Canonical, the maker of the Ubuntu operating system, recently revealed that it has suffered a hacker attack. In an official statement, the company stated that hackers have compromised its GitHub account, a code-sharing site, on July 6, 2019, and created 11 new repositories. It’s believed that the attackers apparently didn’t access any sensitive information or manipulated source codes, ZDNet reported.

“We can confirm that on 2019-07-06 there was a Canonical owned account on GitHub whose credentials were compromised and used to create repositories and issues among other activities. Canonical has removed the compromised account from the Canonical organization in GitHub and is still investigating the extent of the breach, but there is no indication at this point that any source code or PII was affected,” the Ubuntu said in a Twitter post.

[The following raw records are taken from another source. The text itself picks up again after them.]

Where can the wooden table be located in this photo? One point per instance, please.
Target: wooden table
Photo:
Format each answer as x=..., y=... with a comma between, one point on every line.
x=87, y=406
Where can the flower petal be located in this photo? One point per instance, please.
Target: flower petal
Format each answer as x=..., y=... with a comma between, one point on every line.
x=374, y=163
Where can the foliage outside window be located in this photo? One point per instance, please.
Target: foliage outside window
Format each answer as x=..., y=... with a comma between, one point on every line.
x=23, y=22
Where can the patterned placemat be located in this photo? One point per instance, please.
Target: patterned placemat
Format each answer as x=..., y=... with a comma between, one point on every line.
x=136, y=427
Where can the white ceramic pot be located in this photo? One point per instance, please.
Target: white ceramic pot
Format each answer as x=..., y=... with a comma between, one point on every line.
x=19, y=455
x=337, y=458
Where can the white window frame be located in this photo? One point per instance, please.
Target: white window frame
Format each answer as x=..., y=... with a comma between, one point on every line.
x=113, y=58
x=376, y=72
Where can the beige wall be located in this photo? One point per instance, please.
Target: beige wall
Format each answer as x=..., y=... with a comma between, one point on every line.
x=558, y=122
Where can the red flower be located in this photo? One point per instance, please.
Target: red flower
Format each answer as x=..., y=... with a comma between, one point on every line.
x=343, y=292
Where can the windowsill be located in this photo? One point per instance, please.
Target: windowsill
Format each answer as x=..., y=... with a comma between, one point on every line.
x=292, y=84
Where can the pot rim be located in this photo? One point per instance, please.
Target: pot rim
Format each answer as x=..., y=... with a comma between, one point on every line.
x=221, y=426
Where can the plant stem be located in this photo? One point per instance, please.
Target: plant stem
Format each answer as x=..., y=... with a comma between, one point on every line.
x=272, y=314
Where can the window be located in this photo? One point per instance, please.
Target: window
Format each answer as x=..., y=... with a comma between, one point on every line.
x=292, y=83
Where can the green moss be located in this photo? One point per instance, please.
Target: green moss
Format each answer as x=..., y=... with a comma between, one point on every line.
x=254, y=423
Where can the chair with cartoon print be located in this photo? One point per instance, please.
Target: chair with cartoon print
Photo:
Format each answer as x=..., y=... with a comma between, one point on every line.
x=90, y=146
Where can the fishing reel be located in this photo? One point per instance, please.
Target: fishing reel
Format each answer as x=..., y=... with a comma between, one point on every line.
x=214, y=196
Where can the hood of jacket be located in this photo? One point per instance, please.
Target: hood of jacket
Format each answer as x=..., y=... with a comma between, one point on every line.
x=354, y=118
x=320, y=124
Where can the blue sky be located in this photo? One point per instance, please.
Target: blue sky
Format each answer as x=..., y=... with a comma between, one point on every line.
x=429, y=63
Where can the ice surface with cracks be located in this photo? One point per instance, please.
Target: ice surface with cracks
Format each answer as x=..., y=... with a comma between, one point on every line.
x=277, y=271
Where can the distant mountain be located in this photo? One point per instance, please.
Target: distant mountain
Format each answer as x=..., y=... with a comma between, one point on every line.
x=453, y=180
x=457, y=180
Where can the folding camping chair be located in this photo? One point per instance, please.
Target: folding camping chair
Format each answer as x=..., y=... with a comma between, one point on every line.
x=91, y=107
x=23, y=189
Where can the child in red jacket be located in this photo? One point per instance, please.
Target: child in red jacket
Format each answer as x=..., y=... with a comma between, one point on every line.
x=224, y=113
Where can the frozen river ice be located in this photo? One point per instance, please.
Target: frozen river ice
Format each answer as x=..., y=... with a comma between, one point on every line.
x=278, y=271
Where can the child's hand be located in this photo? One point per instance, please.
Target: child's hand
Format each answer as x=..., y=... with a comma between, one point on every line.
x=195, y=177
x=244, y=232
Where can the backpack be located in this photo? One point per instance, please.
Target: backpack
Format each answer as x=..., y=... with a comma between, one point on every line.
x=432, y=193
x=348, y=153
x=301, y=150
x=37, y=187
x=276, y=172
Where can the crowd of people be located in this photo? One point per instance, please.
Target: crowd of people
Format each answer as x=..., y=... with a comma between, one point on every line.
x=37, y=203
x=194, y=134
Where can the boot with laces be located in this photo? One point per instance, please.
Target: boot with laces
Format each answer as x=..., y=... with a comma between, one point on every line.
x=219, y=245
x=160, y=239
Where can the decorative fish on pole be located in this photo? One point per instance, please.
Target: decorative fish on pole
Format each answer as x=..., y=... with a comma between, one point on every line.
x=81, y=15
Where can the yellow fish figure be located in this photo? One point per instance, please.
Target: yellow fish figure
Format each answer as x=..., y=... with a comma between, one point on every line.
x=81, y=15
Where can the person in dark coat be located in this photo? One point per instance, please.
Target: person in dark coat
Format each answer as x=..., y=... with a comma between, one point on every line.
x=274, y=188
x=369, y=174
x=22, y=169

The security officials at Ubuntu stated they’ll publish an update to its customers once it finishes the investigation into the security incident. “Furthermore, the Launchpad infrastructure where the Ubuntu distribution is built and maintained is disconnected from GitHub and there is also no indication that it has been affected,” it added.

Github faced a similar issue when a Chinese drone maker Da-Jiang Innovations (DJI) landed itself into a cybersecurity row over a bug bounty issue. On November 21, 2017, Kevin Finisterre, an independent security researcher, claimed that he found a private key publicly posted on code sharing site Github, after which he was able to access confidential and sensitive customer information and saw “unencrypted flight logs, passports, drivers’ licenses and identification cards.”

After discovering the flaw in the security system, he approached the firm that in-turn initially offered a bug bounty reward of up to $30,000 (£23,000) and offered to hire him as a consultant. Finisterre also claimed that the company tried to make him sign a non-disclosure legal contract, that he refused to sign. The Next Web reported that DJI threatened to charge him with the Computer Fraud and Abuse Act (CFAA).